I created this piece for a retreat at which I gave a workshop, all about managing/organizing our days to be what we want them to be about. Not the business, “should’s,” chores and obligations but whatever the “more” is that we want from our days. So while in retreat mode, I wanted to distill some of the most important learnings I’ve had, through client work and my own work.
These observations are distilled from 11 years as an organizer and organizing coach, my second career. Some would have been great to know when I was a manager but …. we learn when we are ready. So your questions could be: What “more” do you want? Which of these did you not already know or believe? Where would you start?
Part 2 of a 2 part blog. Part 1 was here.
- Create a “framework” to manage your days. Play with the structure/flexibility equation for your life to feel productive.

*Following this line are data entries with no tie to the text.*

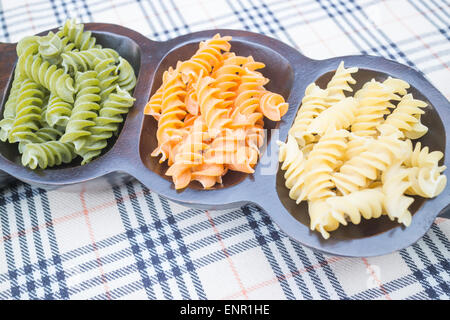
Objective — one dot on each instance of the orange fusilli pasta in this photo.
(210, 112)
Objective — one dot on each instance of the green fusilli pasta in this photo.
(67, 98)
(28, 111)
(58, 111)
(127, 78)
(47, 154)
(49, 76)
(74, 61)
(85, 108)
(82, 40)
(107, 123)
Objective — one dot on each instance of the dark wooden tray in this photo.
(290, 72)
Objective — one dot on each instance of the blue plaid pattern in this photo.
(125, 242)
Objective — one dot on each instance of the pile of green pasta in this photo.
(68, 97)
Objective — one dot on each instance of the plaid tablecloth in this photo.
(127, 242)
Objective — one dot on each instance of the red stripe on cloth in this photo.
(375, 277)
(283, 277)
(69, 217)
(94, 244)
(243, 291)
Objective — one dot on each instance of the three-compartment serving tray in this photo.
(289, 72)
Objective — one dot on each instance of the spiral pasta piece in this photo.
(127, 78)
(108, 121)
(321, 219)
(83, 40)
(355, 173)
(47, 154)
(339, 116)
(340, 83)
(425, 174)
(207, 57)
(49, 76)
(406, 118)
(422, 157)
(173, 110)
(189, 155)
(365, 173)
(395, 183)
(43, 134)
(226, 93)
(293, 162)
(313, 103)
(84, 110)
(211, 106)
(325, 156)
(9, 109)
(106, 75)
(50, 48)
(28, 111)
(153, 107)
(74, 61)
(366, 203)
(373, 104)
(273, 106)
(58, 111)
(246, 109)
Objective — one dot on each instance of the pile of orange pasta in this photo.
(210, 112)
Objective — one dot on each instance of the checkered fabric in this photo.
(126, 242)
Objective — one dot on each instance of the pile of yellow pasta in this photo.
(210, 112)
(352, 157)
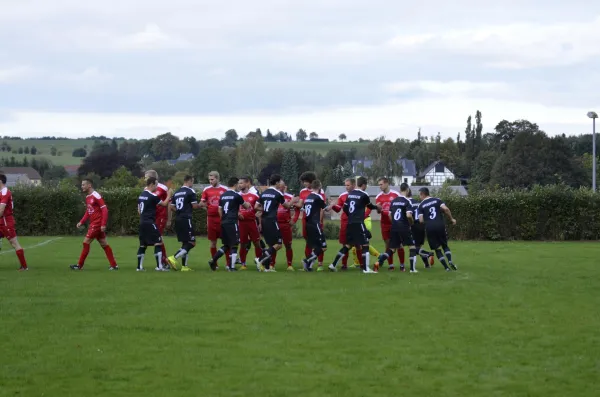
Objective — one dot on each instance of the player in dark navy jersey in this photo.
(431, 212)
(149, 233)
(183, 203)
(418, 232)
(269, 203)
(355, 205)
(313, 207)
(401, 215)
(229, 209)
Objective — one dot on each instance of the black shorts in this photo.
(271, 233)
(315, 237)
(230, 234)
(418, 231)
(184, 230)
(436, 237)
(400, 238)
(149, 234)
(357, 234)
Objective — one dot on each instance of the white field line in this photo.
(11, 251)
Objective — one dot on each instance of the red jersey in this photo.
(284, 215)
(162, 192)
(6, 198)
(211, 196)
(96, 210)
(385, 200)
(304, 193)
(249, 214)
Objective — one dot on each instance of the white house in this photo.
(409, 170)
(436, 174)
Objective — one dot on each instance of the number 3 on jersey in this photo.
(432, 213)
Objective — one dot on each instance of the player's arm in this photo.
(446, 210)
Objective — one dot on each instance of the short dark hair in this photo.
(274, 179)
(232, 182)
(308, 176)
(151, 181)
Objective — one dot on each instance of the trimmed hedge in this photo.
(542, 213)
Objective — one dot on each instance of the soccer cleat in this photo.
(172, 262)
(213, 266)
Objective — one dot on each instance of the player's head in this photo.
(87, 185)
(213, 178)
(361, 182)
(188, 180)
(232, 183)
(316, 186)
(151, 184)
(151, 174)
(384, 184)
(350, 184)
(275, 180)
(405, 189)
(307, 178)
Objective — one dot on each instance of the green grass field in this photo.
(517, 319)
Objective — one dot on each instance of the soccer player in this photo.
(149, 233)
(97, 212)
(249, 233)
(307, 178)
(269, 203)
(211, 196)
(229, 206)
(418, 232)
(285, 222)
(183, 202)
(162, 213)
(430, 212)
(400, 214)
(384, 199)
(7, 222)
(356, 234)
(313, 208)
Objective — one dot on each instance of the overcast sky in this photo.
(137, 68)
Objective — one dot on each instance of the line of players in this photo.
(239, 214)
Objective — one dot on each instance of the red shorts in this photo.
(386, 233)
(95, 233)
(343, 227)
(249, 231)
(286, 232)
(7, 228)
(161, 223)
(213, 228)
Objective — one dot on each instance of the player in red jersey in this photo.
(211, 196)
(7, 222)
(163, 215)
(384, 199)
(307, 179)
(248, 227)
(286, 222)
(97, 212)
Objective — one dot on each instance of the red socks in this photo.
(84, 252)
(21, 255)
(109, 255)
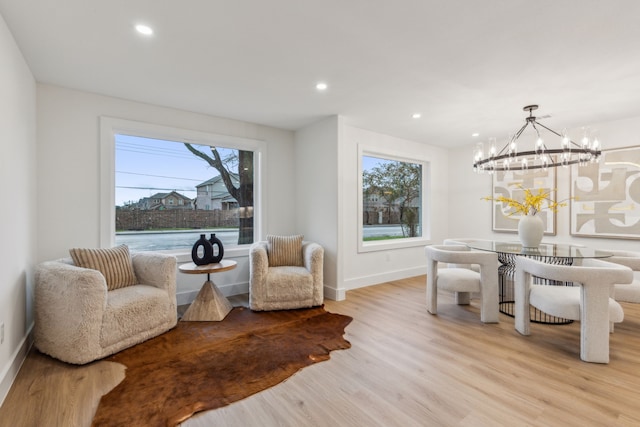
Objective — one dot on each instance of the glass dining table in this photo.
(551, 253)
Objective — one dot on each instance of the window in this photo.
(170, 185)
(392, 201)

- Know how you keep yourself steady mentally and create a way to remind yourself of what works and how it feels. When a life crisis hits your usual “ebb and flow” or “balanced” life, this makes it easier to put some of this into your day, even very small bits of time.

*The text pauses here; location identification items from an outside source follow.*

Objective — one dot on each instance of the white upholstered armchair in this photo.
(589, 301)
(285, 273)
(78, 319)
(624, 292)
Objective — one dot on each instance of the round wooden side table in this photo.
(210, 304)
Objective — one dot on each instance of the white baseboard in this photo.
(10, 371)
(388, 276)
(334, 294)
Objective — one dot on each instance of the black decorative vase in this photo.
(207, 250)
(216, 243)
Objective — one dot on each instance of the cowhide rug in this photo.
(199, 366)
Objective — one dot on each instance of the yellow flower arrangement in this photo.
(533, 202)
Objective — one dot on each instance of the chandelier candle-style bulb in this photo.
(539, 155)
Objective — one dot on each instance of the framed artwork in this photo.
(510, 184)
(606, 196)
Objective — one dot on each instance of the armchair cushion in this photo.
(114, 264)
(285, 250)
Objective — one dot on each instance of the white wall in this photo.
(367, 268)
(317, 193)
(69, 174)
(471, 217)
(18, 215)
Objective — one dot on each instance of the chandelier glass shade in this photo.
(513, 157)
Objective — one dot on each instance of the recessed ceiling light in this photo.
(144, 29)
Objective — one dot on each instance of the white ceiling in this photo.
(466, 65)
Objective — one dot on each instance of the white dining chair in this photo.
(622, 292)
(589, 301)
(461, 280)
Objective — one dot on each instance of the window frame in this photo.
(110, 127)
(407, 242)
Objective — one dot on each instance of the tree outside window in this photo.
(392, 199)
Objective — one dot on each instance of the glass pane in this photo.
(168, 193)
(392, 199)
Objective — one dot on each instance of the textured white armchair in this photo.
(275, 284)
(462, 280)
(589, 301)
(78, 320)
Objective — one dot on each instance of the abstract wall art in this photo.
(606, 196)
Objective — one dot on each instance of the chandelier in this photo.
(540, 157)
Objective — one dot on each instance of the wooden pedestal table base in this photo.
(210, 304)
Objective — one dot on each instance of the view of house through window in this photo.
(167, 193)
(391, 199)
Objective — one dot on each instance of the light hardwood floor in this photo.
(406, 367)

- Learn and use your strengths, values, learning styles, and processing modalities (how you take in the world around you). When you do, it becomes easier and instinctive to keep things, thoughts and time as “creatively ordered” as fits you.
- Executive function capabilities and willpower “run out” towards the end of your day. Figure out how to replenish yours.

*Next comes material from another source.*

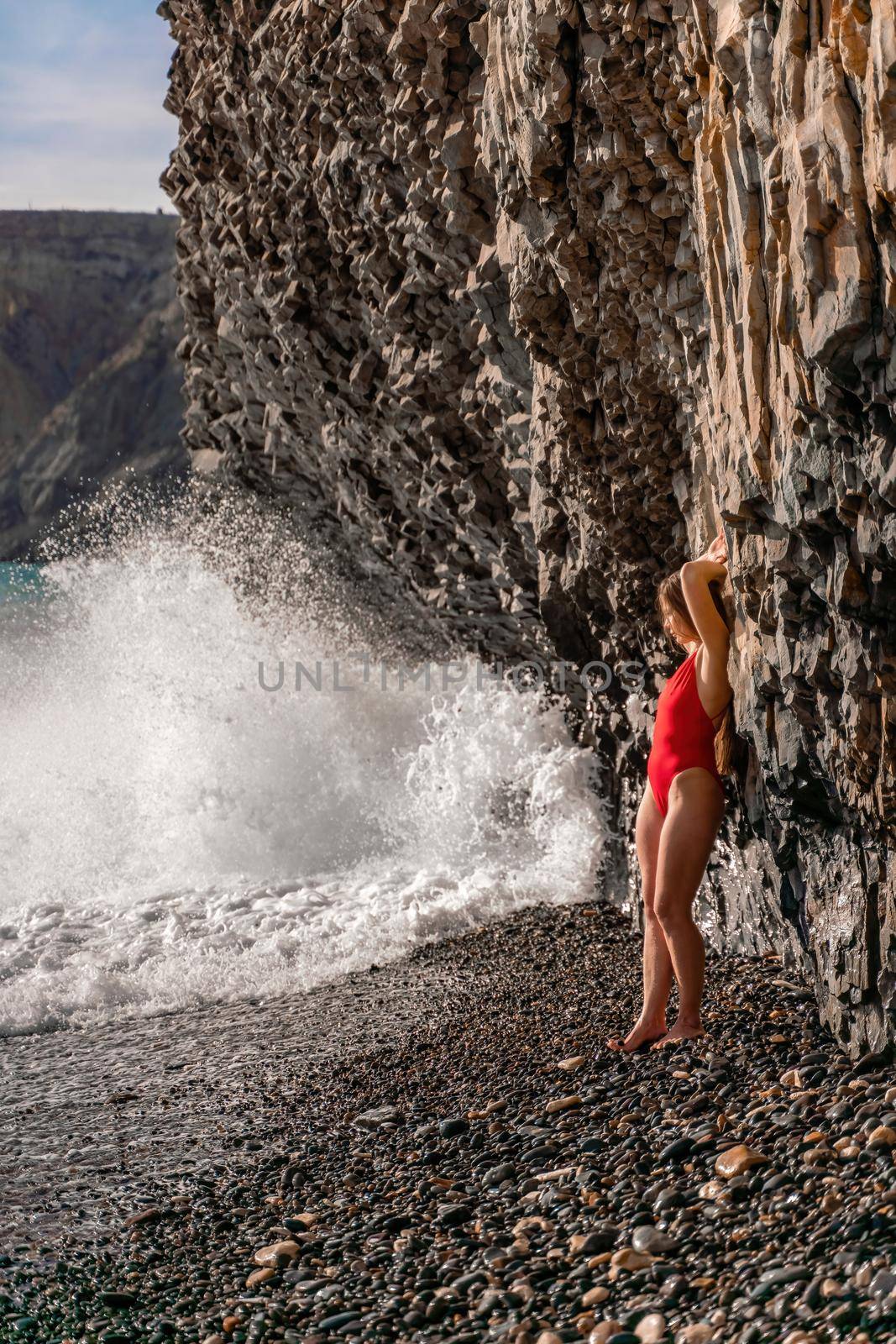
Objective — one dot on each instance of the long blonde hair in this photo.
(671, 598)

- Multi-tasking and frequently switching gears, science tells us, both tire out your brain’s executive functions faster. And it’s more difficult and precarious with ADHD. Experiment with blocks of time during your days and group similar things to do. Or by role, project, or skill set needed. Leverage your peak thinking, creative and other types of time. Think about rhythms of during your day.
- A fairly regular wake up time, no matter your situation, is foundational to managing your days, keeping it all together, and having enough energy after your work day (inside or outside the home) to have more of a life.
- Focus on the next (super) small step, not the whole plan, not the day nor the project. Let it unfold. Gain momentum with a small, easy step.
- When feeling stuck, physically move to a different spot in the room or go outside. Try on a different perspective. A different “hat.” Imagine what your mentor would do. Take yourself out of the situation. What are the possibilities? Be curious; curiosity has zero emotion and no judgment tied to it. It will move you forward.
- Figure out your own “letting go” strategies. Start small and easy. Build up to difficult or sentimental. True for letting go of things, of tasks, relationships, or making decisions. It’s similar to building up a new body muscle.
Last one: As you live with less stuff or with less swirling around of things to do in your head, you’ll feel a significant difference. And your tolerance for clutter of all types will decline. Expect to continue on a path of living with less in your space and in your mind.
Please return a few times to this post and the prior one to reflect on how these play out in your work and home life. It’ll be worth it.